While the OFDA 2000 has offered an accurate way to measure micron for years, the $60,000 price put it out of reach for most who work in an around the sheep industry. San Angelo’s wool lab has both the “benchtop” and “suitcase” versions of the OFDA 2000, and thanks to funding from the Wool Council is putting the new Fibrelux to the test as technicians compare readings from the established machines to those provided by the newcomer.
“We’d like to run about a thousand samples between the two instruments,” said Pope, who believed the lab would meet that goal by the end of last month. “Then, we’ll take that data and start analyzing it to see how they compare in terms of what they are measuring.”
Preliminary tests have shown the Fibrelux to be within the manufacturer’s stated margin of error of plus or minus .4 microns, which is good news for those looking to improve their wool clips. While the Fibrelux is just a measurement tool, there are multiple ways it can help wool producers.
“My personal opinion is that here in Texas it will be used in selection,” Pope said. “Producers can use it going through their rams that they are going to maintain or put back into the stud flock.
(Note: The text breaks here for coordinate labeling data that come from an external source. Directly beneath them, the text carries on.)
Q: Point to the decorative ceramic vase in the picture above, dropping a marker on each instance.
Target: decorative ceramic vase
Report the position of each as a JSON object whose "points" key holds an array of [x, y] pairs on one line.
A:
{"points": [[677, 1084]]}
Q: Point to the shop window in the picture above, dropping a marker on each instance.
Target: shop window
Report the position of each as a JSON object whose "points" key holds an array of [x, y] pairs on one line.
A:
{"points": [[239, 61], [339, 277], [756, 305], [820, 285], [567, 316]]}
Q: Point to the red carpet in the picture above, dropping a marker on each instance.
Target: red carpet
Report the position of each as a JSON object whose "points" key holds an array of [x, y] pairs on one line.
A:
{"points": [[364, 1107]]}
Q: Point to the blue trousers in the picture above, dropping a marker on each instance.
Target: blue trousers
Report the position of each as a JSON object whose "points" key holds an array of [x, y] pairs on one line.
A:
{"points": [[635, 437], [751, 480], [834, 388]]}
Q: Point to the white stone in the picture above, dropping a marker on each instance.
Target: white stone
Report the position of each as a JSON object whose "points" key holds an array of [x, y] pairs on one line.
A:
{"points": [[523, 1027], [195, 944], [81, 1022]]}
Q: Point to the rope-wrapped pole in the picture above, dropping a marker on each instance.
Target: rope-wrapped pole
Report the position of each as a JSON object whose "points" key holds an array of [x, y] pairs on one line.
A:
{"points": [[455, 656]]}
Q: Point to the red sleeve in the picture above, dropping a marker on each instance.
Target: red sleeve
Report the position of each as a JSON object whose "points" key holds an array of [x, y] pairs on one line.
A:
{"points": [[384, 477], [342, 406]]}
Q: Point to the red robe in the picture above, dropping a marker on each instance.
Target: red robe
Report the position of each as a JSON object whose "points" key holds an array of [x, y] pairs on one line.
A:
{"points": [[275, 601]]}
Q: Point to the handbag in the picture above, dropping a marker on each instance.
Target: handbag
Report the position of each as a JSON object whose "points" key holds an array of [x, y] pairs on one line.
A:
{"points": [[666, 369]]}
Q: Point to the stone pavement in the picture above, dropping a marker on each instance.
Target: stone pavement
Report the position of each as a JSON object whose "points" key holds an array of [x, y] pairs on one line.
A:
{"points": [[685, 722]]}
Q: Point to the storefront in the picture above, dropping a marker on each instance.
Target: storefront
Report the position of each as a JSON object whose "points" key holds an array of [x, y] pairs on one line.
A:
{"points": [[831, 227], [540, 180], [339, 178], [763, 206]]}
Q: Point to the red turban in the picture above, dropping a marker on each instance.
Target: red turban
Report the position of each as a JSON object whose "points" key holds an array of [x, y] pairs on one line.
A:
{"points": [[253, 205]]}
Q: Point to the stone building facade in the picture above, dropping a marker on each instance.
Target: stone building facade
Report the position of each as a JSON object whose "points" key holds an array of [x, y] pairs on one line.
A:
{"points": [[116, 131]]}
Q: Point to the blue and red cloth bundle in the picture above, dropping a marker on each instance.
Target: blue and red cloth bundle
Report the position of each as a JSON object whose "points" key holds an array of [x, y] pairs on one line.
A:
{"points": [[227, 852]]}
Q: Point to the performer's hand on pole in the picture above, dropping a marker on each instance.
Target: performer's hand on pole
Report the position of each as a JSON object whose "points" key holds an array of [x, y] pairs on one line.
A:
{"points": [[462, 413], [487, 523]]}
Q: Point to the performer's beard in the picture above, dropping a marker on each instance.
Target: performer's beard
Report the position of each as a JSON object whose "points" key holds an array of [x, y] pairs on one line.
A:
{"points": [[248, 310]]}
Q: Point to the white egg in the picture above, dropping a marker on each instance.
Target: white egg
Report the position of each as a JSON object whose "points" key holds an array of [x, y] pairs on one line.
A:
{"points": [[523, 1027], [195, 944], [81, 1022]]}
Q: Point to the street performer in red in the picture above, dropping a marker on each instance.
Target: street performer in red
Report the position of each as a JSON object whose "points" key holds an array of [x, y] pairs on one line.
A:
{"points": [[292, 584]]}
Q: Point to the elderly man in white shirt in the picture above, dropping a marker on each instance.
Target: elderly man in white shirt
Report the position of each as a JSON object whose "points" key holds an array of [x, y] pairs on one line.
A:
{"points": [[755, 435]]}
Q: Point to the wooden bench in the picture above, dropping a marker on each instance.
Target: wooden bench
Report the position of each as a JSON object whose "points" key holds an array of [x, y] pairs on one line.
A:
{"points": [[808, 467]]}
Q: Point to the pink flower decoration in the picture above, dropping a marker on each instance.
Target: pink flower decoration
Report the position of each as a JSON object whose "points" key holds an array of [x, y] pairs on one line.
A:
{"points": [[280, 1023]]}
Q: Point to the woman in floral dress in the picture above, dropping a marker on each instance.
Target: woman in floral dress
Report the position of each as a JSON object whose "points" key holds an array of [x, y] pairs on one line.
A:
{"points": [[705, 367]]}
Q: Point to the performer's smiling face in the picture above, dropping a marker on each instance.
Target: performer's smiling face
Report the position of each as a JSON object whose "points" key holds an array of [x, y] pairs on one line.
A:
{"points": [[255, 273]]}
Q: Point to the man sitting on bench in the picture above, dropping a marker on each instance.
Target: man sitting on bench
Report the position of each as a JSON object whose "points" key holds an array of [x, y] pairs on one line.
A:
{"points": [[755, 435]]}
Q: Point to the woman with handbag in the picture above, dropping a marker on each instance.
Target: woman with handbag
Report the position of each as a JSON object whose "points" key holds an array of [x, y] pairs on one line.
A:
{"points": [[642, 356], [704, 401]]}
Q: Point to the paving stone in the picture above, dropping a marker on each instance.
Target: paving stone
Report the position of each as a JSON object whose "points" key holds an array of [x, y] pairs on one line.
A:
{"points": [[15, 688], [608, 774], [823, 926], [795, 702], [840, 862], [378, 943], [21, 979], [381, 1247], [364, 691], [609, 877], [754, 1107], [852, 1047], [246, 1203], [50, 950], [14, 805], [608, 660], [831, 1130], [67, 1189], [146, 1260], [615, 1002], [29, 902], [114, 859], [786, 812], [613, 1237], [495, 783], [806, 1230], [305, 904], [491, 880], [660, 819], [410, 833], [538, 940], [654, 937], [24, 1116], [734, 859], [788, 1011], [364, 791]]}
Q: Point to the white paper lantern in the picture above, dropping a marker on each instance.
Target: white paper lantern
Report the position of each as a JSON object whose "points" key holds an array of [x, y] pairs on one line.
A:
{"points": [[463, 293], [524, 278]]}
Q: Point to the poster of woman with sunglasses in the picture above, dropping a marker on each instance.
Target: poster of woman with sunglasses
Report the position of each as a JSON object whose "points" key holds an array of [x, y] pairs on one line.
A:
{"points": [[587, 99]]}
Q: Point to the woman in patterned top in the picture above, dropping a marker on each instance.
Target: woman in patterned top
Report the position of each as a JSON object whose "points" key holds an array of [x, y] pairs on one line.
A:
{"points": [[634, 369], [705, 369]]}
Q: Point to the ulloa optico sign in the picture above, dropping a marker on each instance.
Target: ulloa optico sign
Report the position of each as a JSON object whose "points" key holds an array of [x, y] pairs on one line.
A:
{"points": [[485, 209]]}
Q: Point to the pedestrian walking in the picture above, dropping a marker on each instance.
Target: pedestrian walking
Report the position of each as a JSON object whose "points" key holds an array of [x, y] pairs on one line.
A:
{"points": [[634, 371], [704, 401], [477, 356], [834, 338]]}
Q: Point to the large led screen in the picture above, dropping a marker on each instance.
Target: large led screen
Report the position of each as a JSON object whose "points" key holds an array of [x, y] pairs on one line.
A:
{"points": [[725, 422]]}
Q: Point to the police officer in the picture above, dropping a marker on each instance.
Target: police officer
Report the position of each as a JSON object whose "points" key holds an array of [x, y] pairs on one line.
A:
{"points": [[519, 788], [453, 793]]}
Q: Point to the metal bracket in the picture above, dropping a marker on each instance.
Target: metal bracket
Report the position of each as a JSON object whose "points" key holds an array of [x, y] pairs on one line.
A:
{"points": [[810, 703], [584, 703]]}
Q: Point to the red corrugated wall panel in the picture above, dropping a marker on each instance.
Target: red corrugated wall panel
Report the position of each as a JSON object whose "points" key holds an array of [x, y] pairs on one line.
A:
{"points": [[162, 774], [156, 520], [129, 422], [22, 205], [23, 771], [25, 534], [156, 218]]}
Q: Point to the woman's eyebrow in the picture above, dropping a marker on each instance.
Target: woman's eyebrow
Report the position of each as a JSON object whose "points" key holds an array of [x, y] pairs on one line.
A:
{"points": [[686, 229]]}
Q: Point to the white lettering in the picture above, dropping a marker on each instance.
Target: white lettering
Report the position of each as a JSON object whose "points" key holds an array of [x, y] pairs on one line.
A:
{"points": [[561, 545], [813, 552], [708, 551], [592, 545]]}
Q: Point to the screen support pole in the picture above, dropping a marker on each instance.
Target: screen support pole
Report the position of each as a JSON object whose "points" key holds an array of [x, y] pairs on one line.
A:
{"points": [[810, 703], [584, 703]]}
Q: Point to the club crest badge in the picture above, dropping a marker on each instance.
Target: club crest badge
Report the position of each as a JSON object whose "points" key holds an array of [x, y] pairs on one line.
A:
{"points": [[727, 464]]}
If you’ve got a ewe flock or stud flock that you are keeping replacements out of, you can go in there and in real time measure those out in the pen and sort them into breeding groups right there.”
The Fibrelux will also prove beneficial in classing wool before, during or after shearing. Because it takes just a minute or two – once you’re proficient with the machine – to get a reading, fleeces can be quickly sorted in a way that might generate more dollars for the clip.
“There are a lot of ranches that might have different breeds that range from a 19 micron to a 23 micron,” Pope said. “Well, if they could break out those 19 and 20 micron fleeces and put those into a sale lot, it makes the clip more marketable. They might get a 10 or 20 percent premium for that wool on the finer end. From that standpoint, it would allow someone who’s more focused on the lamb side to still put wool together in the most marketable manner possible.”
All it takes to get an accurate reading with the Fibrelux is a quick side sample that is combed and inserted into a plastic slide case. Drop it into the small slot atop the machine, press a button and you’ll instantly get a micron reading. Portable and able to run off a battery, the Fibrelux is the best option yet for measuring micron on site.
“With the OFDA 2000, it could be affected by outside conditions,” Pope said. “Wind, dust and direct sunlight – three things that are often present out on the ranch – could create problems and give you some odd readings. Because the Fibrelux is completely enclosed, you don’t have those issues.”
The San Angelo lab has worked with ASI and the Wool Council through the years to lease, purchase and test this valuable equipment. In its efforts to improve and increase wool clip yield within the United States, the Wool Council is certainly interested in putting machines such as the Fibrelux to use throughout the country.
“We’ve got the only one in the United States right now,” Pope said. “But there’s no reason why we couldn’t put dozens of these machines to use. The low cost should allow us to expand the numbers in the years to come. And when it’s more available, then people are more likely to become comfortable with it.”
Pope likens the future of such instruments to the use of scales.
“If I had a warehouse but didn’t use any scales, how many people would bring me their wool?” he asked. “But every warehouse has a scale because they are inexpensive and pretty accurate. This is just another measurement tool, just like a scale. Years ago, classing wool was all subjective. Using tools like the Fibrelux minimizes the guesswork, and it only takes a minute or two to run a sample.”
In testing the Fibrelux in recent months, Pope said there is still room for improvement. Battery life could be better, although users can also plug the machine in to any standard outlet. There’s also no system for keeping data organized. While its sample measurements can be downloaded into a computer, users need to keep hand-written records of tag numbers to identify which sheep go with which samples.
“We’ve passed some of those things along to the company, and I think we’ll see some changes in those areas,” Pope said. “Even if we don’t, there’s no doubt the machine can be a valuable tool when it comes to getting the most out of your wool.”